Friday, August 16, 2013

Salem's Lot (1979, Dir. Tobe Hooper)

FILM: Salem's Lot
YEAR: 1979
DIRECTOR: Tobe Hooper
PINBALL MODEL(S): Jacks Open (1977, Gottlieb) & Big Brave (1974, Gottlieb)
GAME LOCATION: Diner
NOTES:  The three consecutive shots that feature pinball in this (still ridiculously terrifying) Stephen King adaptation are not merely incidental, but actually serve a pair of useful functions. The first shot (not pictured) is of a hand releasing the plunger on the Big Brave pin, cutting to the table action on the Jacks Open playfield, and lastly to a follow shot that surveys the space of the diner.  When paired with the preceding shot of the hero staring at the haunted mansion on the hill from the diner window, we realize that the plunger shot launches us (pun intended) into a new act of the story; presumably following a commercial break.

The playfield shot—as with many such shots in cinema—is coded to promote a sense of seemingly chaotic action, with a player doing their best to manipulate this action in their favor.  So too does the film's hero effort to resist the negative forces at work within the narrative.
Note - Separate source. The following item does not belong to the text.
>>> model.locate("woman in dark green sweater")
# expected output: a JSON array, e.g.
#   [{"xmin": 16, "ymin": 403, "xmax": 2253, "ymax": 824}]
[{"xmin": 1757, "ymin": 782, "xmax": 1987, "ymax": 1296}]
Lastly, the presence of pinball within the diner serves to imbue a sense of the cultural normalcy of this space.  The central conflict of the film involves an invading (foreign) evilone that seeks to destroy an otherwise idyllic New England town; thus alluding to a broader cultural vulnerability and the disruption of small-town America's tendency toward isolationism.